The GOP's disenfranchisement efforts

http://www.npr.org/2012/08/15/
158869947/do-voter-id-laws-prevent-fraud-or-dampen-turnout
http://articles.cnn.com/2008-
04-28/politics/scotus.voter.id_1_voter-impersonation-voter-id-laws-voter-fraud?_s=PM:POLITICS
http://www.npr.org/blogs/
itsallpolitics/2012/08/17/158982853/federal-court-reinstates-early-voting-days-in-parts-of-florida?ft=1&f=1014

Of all developed democratic nations, the US is probably the one where it's hardest to vote. In the last few elections, conservatives have tried to make that process even harder (presumably for some voting blocs that lean Democrat).

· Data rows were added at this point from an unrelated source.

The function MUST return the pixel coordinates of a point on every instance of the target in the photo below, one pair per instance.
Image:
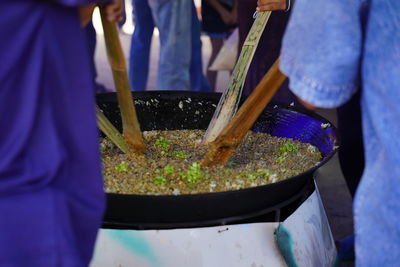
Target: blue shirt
(51, 193)
(331, 47)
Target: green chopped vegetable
(160, 180)
(280, 159)
(194, 173)
(232, 164)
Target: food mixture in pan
(171, 164)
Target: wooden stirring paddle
(226, 143)
(130, 124)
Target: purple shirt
(51, 193)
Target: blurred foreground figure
(51, 191)
(330, 48)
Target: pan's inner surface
(174, 110)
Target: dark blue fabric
(51, 196)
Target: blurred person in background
(51, 189)
(327, 61)
(219, 18)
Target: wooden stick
(229, 101)
(110, 131)
(130, 124)
(226, 143)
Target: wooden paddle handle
(225, 144)
(116, 58)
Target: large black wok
(161, 110)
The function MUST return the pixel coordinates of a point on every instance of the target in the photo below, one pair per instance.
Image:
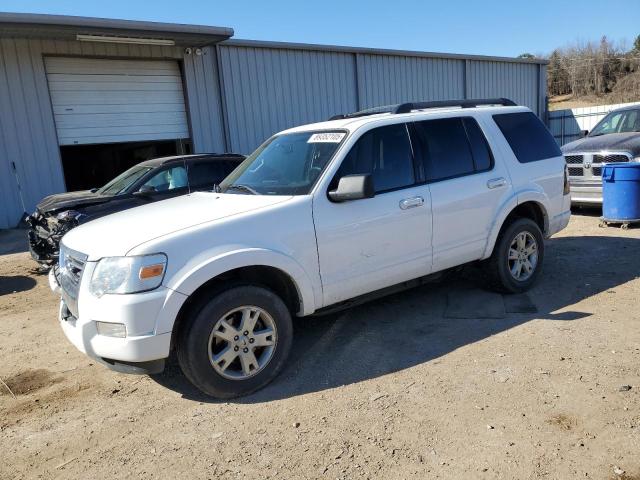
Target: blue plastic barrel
(621, 192)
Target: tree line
(595, 68)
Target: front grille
(69, 274)
(589, 165)
(610, 158)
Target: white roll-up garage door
(107, 101)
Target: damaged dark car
(149, 181)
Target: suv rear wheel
(517, 257)
(237, 342)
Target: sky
(489, 27)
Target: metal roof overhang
(63, 27)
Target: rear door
(467, 187)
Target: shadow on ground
(15, 284)
(410, 328)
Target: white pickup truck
(319, 217)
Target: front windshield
(123, 181)
(618, 122)
(286, 164)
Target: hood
(617, 142)
(118, 233)
(71, 200)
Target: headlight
(128, 274)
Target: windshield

They claim that it's meant to prevent fraud and tampering, but there is pretty much zero evidence of in-person voting fraud in the last couple decades (most fraud cases have involved mail-in ballots). They respond to that by saying one fraudulent vote is one too many. But in order to stop that one fraudulent vote, how do you justify disenfranchising dozens or even thousands of legit voters? Faux News and others have done a great job implanting the idea in Americans' minds that voter fraud by the left is rampant. Dead people, illegals, and felons are on the voter rolls, etc. Well as we saw in FL 2000, that wasn't the case at all, and in fact authorized voters were being mislabeled as felons.

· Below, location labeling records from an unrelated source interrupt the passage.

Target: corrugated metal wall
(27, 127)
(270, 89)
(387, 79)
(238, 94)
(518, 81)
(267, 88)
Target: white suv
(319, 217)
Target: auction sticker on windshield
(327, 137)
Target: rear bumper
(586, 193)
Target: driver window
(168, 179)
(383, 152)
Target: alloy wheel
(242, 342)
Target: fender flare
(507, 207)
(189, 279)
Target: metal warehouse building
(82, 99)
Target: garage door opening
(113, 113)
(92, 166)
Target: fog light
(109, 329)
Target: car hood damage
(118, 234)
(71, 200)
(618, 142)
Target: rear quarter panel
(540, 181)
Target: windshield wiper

What are they so afraid of? If their candidates are better, and their ideas are superior, then no need to play games - the voters will validate their cause. Or if they think the voters are dumb and don't know what's best for them, then spend the corporate billions to blitz the airwaves with propaganda and get out the vote as insurance. Both parties are doing that plenty. But now they have to go one step further and block unfriendly voters from exercising their American rights? That is unacceptable. The GOP is supposedly the party of freedom, liberty, and small government. Then why are they so hardcore about enacting these new bureaucratic laws that undermine some people's liberty? They want to be the populist party instead of the elitist party, but moves like this reveal their true colors. Heck we have so much gerrymandering and don't even allow winner-by-popular-vote in many cases, precisely to be undemocratic. But is  this a gov't "of the people, by the people, and for the people" - or something else? By the way, that quote was from a certain Republican president during the Civil War.

-----------

Can you imagine who would be elected of we didn't have a system that disenfranchised voters? That's why the Republicans are so afraid. They complain about fraud and want to require govt issued ids but they can't point to any cases where this has been a problem.

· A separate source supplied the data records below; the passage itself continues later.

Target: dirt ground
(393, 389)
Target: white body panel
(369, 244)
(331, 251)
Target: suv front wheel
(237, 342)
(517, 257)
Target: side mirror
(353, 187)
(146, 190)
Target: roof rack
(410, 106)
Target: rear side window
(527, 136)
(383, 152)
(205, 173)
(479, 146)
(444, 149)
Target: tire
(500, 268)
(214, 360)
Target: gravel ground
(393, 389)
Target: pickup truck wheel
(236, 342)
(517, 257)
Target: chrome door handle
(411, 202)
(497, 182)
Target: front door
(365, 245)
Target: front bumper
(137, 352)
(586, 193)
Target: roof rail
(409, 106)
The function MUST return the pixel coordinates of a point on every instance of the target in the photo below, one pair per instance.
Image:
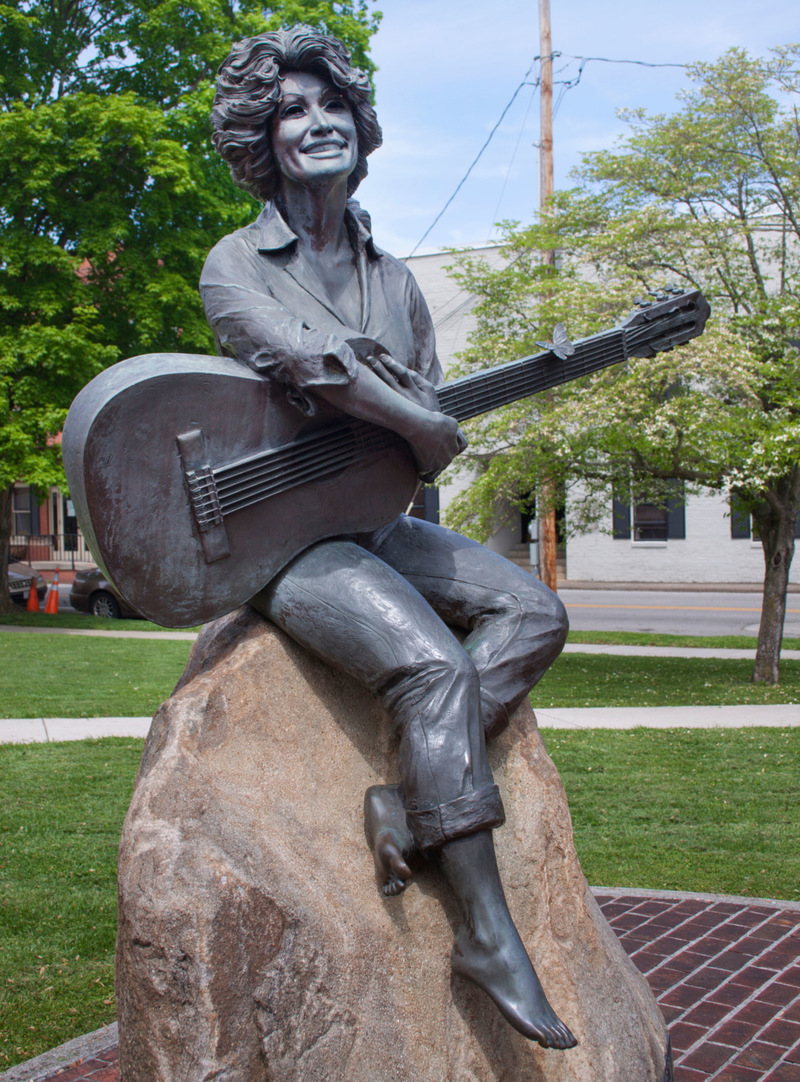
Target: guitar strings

Also, why not vote on Sundays (like in France which has much higher turnout) or make election day (at least for presidential) a holiday?

-----------

Yeah I agree. Voting is already so inconvenient here (and many Dem-leaning voters like students and the poor don't participate as it is), that the voter ID stuff is almost a joke. In some nations voting is mandatory (that probably wouldn't fly here). But at least in other places, the voting window is like a month, and/or voting day is on a weekend as you said. There is NO good reason voting should occur on a Tuesday (in the winter) here, with so much at stake. I know there is some law stating that employers must give workers unpenalized time off to vote, but that is probably not practical for many hourly lower-wage jobs (again, poorer minorities who may lean Dem). So the system is already so whack and undemocratic as it is, these new laws are just salt on the wound. I don't understand why there isn't more outrage over this. If only the ACLU and NAACP speak out, then the issue appears liberal and partisan, not a matter of rights and liberty that it truly is.